Stefan-Boltzmann constant: \(\sigma = 5.67 \times {10^{ - 8}}\;{{\rm{W}} \mathord{\left/{\vphantom {{\rm{W}} {{{\rm{m}}^{\rm{2}}}{{\rm{K}}^{\rm{4}}}}}} \right.\\} {{{\rm{m}}^{\rm{2}}}{{\rm{K}}^{\rm{4}}}}}\)

A perfect black body is the one which can absorb all the wavelengths of light, when it is incident on the black body. Also, on heating, the body should be able to emit all the wavelengths of light.
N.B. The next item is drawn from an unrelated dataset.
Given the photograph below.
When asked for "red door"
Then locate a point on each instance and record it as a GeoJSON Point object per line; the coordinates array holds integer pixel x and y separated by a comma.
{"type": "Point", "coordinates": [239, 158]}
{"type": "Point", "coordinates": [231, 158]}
The emissivity of such a body is 1. The rate heat radiation through a perfect black body, on heating is given as-

\(\frac{{{\bf{dQ}}}}{{{\bf{dt}}}}{\bf{ = A\sigma e}}{{\bf{T}}^{\bf{4}}}\;\; \cdot \cdot \cdot \cdot \cdot \cdot \cdot \cdot \cdot \cdot \cdot \cdot \cdot \cdot \cdot \cdot \cdot \cdot \cdot \cdot \cdot \cdot \cdot \cdot \cdot \cdot \cdot \cdot \cdot \cdot \cdot \cdot \cdot \cdot \cdot \cdot \cdot \cdot \cdot \cdot \cdot \cdot \cdot \cdot \cdot \cdot \left( 1 \right)\)
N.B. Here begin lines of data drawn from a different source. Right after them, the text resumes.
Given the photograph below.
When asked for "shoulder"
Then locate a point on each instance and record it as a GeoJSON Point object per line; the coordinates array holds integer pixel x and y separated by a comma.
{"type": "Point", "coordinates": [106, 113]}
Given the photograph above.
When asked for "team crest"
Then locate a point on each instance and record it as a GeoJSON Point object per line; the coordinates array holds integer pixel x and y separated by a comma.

Using equation (1), the rate of heat radiation through a black body is given as-

\(\frac{{dQ}}{{dt}} = A\sigma e{T^4}\)

For the given values the above equation becomes-

\(\begin{array}{c}\frac{{dQ}}{{dt}} = 1\;{{\rm{m}}^2} \times 5.67 \times {10^{ - 8}}\;{{\rm{W}} \mathord{\left/{\vphantom {{\rm{W}} {{{\rm{m}}^{\rm{2}}}{{\rm{K}}^{\rm{4}}}}}} \right.\\} {{{\rm{m}}^{\rm{2}}}{{\rm{K}}^{\rm{4}}}}} \times 1 \times {\left( {273\;{\rm{K}}} \right)^4}\\ = 314.9\;{\rm{W}}\end{array}\)

The rate of transfer of heat from the black body at \(273\;{\rm{K}}\) is \(314.9\;{\rm{W}}\).